Besides having a strategic position and a large domestic market, Vietnam’s logistics market is also considered as potential as the country has become an emerging manufacturing hub and an appealing foreign direct investment destination, especially for Japanese, South Korean, Chinese and Singaporean investors. This is the motivation to promote M&A deals in this sector to happen more strongly in Vietnam.
E-commerce giants like Alibaba, Amazon and Tencent are gaining footholds in the Vietnamese market. Armstrong and Associates, a US supply chain market researcher, estimated that e-commerce will account for about 7.2 – 7.5 percent of total logistics turnover in Vietnam by 2020.
Vietnam is also seen as a “gateway” for international firms to penetrate ASEAN, a market of 640 million people. Hence, logistics will be a key to promoting exports and imports in Vietnam and ASEAN at large.

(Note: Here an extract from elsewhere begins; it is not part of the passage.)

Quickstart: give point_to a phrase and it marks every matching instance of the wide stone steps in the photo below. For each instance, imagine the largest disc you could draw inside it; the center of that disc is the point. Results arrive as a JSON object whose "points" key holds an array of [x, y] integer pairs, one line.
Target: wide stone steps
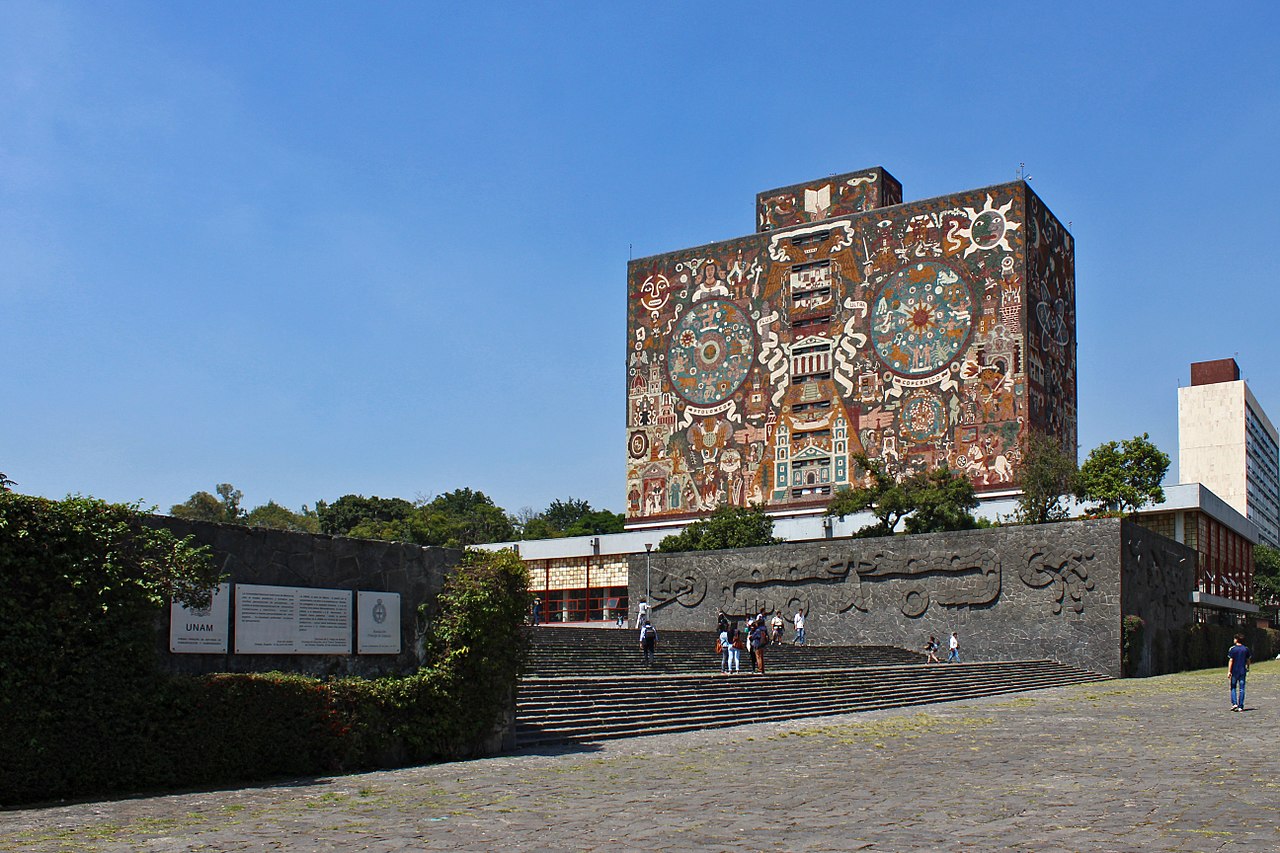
{"points": [[557, 710], [585, 652]]}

According to the research team of the Vietnam M&A Forum, the country is developing a policy to call for private sector investment to develop logistics infrastructure, including airports and seaports. One option being studied allows a company to purchase the right to operate a logistics facility for a certain period of time to raise fund for the development of other projects. In addition, Vietnam is looking to develop a more competitive market for logistics services.
“If the policy is adopted, it will provide opportunities for major investors at home and overseas. Due to the nature of the infrastructure and logistics sectors, deals worth hundreds of millions or even billions US dollars could be concluded, driving the local M&A market forward,” said Dang Xuan Minh, Director General of AVM Vietnam and head of the research team.
Last year, Vietnam saw a boom in M&A deals in logistics that involved both domestic and international players.
Logistics market last year was tumultuous with the handshake between Vietnam’s biggest freight and road transportation company Minh Phuong Logistics with Samsung SDS, a subsidiary of Samsung, to establish a new joint venture.
According to experts, in order to penetrate into the domestic logistics market where road transportation accounts for as much as 65 percent market share in Vietnam, Samsung has no other way to move faster than to cooperate with Minh Phuong.
With the expertise of a global operator of hi-tech logistics system, the cooperation with Minh Phuong will help Samsung SDS’s information technology and logistics services better penetrate into Vietnam’s freight and cargo industry.
This deal appears as Vietnam is emerging as a new low-cost manufacturing hub, increasingly high foreign investment attraction thanks to good growth potential.
In addition, along with the compatriot Samsung SDS from South Korea, to set up a domestic joint venture to gain domestic market share, Tae Kwang Industrial Co. Ltd, a South Korean textile and chemical company, has also acquired controlling stake in Gemadept Shipping (GMD).
Earlier, global private equity firm Warburg Pincus established a joint venture with the local real estate and infrastructure Becamex IDC Corporation to develop a $200 million industrial and logistics real estate platform.
With a shift of manufacturing bases from markets like China to Vietnam in line with the rapid rise of domestic consumption, the logistics and industrial real estate market in Vietnam is in the “early innings” and “at an inflection point for outsized growth,” said Jeffrey Perlman, Managing Director and Head of Southeast Asia of Warburg Pincus.